The cause of the whale deaths is unknown, but scientists fear they may be the result of warships using active sonar to hunt for enemy submarines, or naval anti-submarine exercises.

Around 26 of the carcasses were Cuvier’s beaked whales, a species that lives mainly in the deep ocean, while the rest were either Sowerby’s beaked or northern bottlenose whales.

Typically, just two or three dead beaked whales would wash up on the Irish coast each year.

Marine biologist Nicholas Davison, who heads the team of scientists that monitors marine mammal strandings in Scotland, said a total of 50 dead beaked whales had been found on the western coasts of the Scottish mainland and islands between mid-August and early October.

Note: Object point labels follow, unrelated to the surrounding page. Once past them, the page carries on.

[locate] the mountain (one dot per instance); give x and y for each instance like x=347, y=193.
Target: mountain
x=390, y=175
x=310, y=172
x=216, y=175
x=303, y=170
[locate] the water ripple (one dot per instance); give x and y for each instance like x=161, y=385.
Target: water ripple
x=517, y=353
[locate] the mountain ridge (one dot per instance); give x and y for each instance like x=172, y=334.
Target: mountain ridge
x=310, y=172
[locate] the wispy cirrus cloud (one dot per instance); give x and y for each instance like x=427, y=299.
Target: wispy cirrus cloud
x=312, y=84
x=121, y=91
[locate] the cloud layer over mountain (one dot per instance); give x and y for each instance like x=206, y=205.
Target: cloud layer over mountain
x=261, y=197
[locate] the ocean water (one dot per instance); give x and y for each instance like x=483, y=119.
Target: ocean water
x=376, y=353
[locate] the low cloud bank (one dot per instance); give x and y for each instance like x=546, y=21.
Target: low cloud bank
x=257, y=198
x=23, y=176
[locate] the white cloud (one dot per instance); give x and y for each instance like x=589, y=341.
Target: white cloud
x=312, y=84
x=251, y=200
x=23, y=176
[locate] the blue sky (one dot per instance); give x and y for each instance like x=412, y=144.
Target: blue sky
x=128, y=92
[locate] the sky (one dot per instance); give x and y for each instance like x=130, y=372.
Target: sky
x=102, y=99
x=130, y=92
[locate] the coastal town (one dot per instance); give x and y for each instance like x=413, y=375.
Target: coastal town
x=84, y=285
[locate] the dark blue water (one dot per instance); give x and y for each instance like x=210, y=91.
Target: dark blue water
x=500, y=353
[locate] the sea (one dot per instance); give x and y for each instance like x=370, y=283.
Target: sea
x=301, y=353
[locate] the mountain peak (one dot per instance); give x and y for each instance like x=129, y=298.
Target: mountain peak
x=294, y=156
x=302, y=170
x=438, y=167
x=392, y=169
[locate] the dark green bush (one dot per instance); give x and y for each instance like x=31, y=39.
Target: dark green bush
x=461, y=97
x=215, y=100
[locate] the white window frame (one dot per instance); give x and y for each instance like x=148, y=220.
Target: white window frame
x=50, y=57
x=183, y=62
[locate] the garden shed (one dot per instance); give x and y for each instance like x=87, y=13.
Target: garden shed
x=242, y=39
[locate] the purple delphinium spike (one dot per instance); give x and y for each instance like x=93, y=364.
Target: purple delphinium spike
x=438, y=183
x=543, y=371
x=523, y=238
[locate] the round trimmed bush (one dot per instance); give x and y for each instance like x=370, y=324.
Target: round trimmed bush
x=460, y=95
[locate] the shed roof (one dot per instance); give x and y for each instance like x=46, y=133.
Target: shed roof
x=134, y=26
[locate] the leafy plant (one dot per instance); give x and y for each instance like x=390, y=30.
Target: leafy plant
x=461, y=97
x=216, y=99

“It is absolutely unprecedented,” Davison told Live Science. “The average for a year is about two and a half, so you can see that we’ve got an exceptional event going on.”

Scientific research has shown that Cuvier’s beaked whales are sensitiveto the very loud sounds caused by anti-submarine sonar, which is used by warships hunting for enemy submarines and during naval anti-submarine exercises.

Scientists suspect theloud sonar sounds cause intense pain to beaked whales diving at extreme depths, so that they surface too quickly and die from decompression sickness. “The effect of navy sonar on beaked whales is fairly accepted, well-accepted, now,” Berrow said.